English sports journalist (born 1952)

Robert Bonnet (born 27 September 1952) is a British sports journalist on the BBC. He has presented bulletins across the BBC News Channel and BBC World News and presents Extratime, an interview programme on BBC World and BBC News. Bonnet was for seventeen years one of the main sports presenters on BBC Radio 4's flagship breakfast programme Today.

==Early life==
Born in London, Bonnet was educated at Dulwich College, a boys' independent school in Dulwich, London. He later attended the University of Sussex and read English and French. Before joining the BBC, Bonnet had worked as a dustman, a disc-jockey, and also had a job in advertising with the Benton & Bowles agency.

==Broadcasting career==
Bonnet started his career at BBC Radio Brighton as a freelance assistant in 1977 and joined the BBC staff in the summer of 1980 as a producer on Radio Norfolk. He would later be attached to the Radio 1 news programme Newsbeat. He started broadcasting at BBC Sport's radio department in the autumn of 1982 and BBC East in 1985.
Bonnet started his national television career by joining the BBC News team in February 1987 and had been employed as a sports reporter and correspondent. Bonnet's report on Sydney winning the 2000 Olympic Games on a 9 O'Clock news bulletin won him the RTS Sports Report of the year in 1993. In September 1995, Bonnet joined the BBC Breakfast team as their sports reporter until stepping down the role in October 2005.

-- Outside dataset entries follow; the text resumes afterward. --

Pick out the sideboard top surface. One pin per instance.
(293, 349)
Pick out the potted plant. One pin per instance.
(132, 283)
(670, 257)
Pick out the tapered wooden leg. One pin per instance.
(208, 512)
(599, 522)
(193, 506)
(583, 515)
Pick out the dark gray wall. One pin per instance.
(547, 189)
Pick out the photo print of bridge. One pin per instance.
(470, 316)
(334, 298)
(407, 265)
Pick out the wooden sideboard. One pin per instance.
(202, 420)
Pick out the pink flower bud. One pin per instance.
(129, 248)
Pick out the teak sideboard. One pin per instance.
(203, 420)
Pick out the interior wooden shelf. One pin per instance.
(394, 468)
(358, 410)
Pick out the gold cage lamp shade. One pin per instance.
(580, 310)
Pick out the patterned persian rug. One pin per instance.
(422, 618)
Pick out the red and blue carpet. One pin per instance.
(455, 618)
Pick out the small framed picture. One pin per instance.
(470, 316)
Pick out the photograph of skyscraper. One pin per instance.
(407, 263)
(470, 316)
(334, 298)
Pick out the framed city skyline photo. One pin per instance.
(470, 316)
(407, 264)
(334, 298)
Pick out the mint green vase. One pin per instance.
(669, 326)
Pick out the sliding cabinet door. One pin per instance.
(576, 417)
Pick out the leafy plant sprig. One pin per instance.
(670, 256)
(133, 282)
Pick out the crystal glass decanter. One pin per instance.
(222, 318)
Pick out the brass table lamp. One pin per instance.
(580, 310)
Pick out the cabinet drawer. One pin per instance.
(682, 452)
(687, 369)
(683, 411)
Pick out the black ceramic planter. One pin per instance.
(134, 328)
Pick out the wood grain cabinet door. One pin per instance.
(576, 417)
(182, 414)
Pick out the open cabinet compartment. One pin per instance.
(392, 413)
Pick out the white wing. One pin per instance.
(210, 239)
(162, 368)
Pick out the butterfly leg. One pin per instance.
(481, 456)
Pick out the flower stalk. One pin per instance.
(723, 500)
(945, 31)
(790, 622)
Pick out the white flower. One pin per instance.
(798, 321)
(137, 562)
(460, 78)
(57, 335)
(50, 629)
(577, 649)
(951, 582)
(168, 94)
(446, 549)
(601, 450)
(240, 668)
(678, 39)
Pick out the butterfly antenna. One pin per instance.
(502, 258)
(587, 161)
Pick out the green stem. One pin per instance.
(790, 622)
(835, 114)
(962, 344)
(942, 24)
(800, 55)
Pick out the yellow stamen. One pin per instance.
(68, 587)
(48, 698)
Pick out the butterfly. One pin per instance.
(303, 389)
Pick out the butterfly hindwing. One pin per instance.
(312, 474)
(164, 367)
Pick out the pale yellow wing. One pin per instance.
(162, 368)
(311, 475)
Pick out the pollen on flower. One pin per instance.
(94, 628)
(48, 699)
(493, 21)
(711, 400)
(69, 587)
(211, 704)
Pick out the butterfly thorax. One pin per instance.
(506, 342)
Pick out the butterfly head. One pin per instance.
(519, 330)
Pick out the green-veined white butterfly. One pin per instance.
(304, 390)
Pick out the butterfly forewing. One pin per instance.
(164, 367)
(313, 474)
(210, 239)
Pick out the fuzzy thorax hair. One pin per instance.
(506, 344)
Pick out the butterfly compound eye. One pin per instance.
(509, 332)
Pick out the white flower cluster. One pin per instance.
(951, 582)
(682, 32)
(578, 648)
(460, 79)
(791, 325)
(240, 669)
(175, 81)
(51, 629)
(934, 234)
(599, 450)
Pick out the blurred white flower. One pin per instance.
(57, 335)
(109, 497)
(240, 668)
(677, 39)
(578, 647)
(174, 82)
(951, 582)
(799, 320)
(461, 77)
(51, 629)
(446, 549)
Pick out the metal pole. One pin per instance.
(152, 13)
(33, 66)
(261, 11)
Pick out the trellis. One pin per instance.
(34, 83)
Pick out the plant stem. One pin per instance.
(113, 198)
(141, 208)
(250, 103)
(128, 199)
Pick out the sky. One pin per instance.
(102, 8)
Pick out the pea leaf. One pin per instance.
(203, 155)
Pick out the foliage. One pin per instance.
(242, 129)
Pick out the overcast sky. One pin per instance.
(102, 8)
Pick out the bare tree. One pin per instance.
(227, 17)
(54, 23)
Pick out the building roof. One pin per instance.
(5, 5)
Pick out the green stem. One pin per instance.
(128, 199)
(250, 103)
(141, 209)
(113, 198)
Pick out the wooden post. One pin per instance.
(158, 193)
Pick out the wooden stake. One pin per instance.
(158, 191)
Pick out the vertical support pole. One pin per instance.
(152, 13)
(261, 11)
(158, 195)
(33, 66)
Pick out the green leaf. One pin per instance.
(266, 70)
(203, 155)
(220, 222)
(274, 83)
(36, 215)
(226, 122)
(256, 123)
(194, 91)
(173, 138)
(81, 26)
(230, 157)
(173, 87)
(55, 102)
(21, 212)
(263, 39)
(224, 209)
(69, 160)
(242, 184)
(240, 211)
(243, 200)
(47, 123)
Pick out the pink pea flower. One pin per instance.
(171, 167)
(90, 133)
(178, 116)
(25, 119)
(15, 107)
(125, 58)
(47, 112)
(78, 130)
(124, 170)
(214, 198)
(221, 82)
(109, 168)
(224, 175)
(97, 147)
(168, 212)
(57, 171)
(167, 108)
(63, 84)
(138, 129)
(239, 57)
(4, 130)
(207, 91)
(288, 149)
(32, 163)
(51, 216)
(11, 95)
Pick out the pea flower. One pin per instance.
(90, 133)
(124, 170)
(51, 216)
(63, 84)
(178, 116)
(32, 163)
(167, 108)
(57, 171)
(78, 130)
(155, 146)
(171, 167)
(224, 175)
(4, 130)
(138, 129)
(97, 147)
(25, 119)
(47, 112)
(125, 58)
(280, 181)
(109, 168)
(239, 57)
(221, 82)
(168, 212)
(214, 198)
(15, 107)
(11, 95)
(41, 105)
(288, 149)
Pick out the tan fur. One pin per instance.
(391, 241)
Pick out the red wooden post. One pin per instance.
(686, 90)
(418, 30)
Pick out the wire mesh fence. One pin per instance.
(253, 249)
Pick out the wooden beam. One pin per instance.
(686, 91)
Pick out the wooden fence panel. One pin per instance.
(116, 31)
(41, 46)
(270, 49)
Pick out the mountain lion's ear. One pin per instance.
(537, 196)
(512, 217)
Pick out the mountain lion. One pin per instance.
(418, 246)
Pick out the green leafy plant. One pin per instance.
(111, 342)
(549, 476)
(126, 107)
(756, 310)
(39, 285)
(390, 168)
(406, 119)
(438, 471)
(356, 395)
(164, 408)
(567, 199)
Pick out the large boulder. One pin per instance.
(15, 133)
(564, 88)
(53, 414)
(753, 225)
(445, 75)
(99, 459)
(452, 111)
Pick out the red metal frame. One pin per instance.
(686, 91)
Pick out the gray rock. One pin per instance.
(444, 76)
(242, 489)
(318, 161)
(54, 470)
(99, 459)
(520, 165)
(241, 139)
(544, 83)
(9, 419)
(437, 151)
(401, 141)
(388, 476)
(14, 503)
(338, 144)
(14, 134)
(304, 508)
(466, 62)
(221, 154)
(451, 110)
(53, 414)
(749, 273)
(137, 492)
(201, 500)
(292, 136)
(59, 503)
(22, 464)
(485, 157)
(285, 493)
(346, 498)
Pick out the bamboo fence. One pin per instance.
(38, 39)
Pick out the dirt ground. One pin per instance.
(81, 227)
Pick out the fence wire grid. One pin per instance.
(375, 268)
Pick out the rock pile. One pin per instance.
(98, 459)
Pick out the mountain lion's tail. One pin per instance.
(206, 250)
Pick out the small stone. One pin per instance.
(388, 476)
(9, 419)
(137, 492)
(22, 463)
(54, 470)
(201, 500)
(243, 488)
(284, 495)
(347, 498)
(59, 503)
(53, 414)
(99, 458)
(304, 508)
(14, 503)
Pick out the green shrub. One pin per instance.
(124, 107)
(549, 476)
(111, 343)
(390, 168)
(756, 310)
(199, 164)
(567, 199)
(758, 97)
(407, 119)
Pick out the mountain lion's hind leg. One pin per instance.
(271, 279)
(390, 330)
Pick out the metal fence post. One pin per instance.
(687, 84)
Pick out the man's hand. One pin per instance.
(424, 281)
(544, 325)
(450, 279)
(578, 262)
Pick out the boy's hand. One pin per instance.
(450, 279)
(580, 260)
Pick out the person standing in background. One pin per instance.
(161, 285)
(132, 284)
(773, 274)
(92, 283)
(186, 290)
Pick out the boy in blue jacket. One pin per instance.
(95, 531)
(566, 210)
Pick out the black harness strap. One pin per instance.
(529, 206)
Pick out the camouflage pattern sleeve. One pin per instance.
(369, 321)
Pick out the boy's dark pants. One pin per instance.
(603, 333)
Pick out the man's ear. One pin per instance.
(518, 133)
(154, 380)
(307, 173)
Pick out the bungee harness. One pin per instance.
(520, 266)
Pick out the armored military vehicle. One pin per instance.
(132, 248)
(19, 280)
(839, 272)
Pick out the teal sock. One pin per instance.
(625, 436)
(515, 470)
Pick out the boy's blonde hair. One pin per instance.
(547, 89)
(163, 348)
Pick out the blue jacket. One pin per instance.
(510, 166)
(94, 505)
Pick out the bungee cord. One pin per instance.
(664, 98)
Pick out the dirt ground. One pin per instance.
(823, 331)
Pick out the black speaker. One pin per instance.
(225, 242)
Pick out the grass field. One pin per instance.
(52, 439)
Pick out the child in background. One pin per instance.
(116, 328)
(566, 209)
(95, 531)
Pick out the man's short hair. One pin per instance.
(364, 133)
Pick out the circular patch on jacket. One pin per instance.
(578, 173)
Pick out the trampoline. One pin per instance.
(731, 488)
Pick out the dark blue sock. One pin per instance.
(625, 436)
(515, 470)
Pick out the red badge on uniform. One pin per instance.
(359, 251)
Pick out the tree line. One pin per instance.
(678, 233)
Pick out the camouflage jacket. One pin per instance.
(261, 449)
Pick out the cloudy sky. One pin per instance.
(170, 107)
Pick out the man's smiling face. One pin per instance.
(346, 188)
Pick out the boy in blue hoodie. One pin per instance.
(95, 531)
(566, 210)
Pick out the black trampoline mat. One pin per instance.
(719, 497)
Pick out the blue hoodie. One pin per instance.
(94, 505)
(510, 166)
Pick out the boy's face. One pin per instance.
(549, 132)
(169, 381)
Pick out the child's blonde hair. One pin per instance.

He has also covered major events such as the FIFA World Cup, the Commonwealth Games and the Olympic Games along other high-profile sporting events.

During an interview with Paralympic athlete Oscar Pistorius on 6 September 2011, Bonnet asked about the ethical issues associated with his participation in the 4x400 relay during the World Championships in Daegu with Pistorius replying "I think that's an insult to me and I think this interview is over" and then left the studio afterwards.

Bonnet is also a director of the internet TV service The Country Channel and he remains a broadcaster with BBC World's Extra Time sports interview programme as well as BBC Radio 4’s Today programme and has also guest starred for BBC Radio 5 Live and television programmes such as Sportsweek, Sportsnight and Chiles on Sunday.

Rob announced in May 2024 that he would retire at the end of this year, having been with the organization since 1977. Rob presented sports bulletins on the BBC's Radio 4 Today programne from 2007 until his last sports report after the 2024 Summer Olympics on 12 Aug 2024.

==Personal life==
He has two daughters with his wife Margaret Harvey whom he married in 1980. Bonnet runs Five Iron Productions, which specialises in on-site recording, editing and presentation of corporate golf and charity events.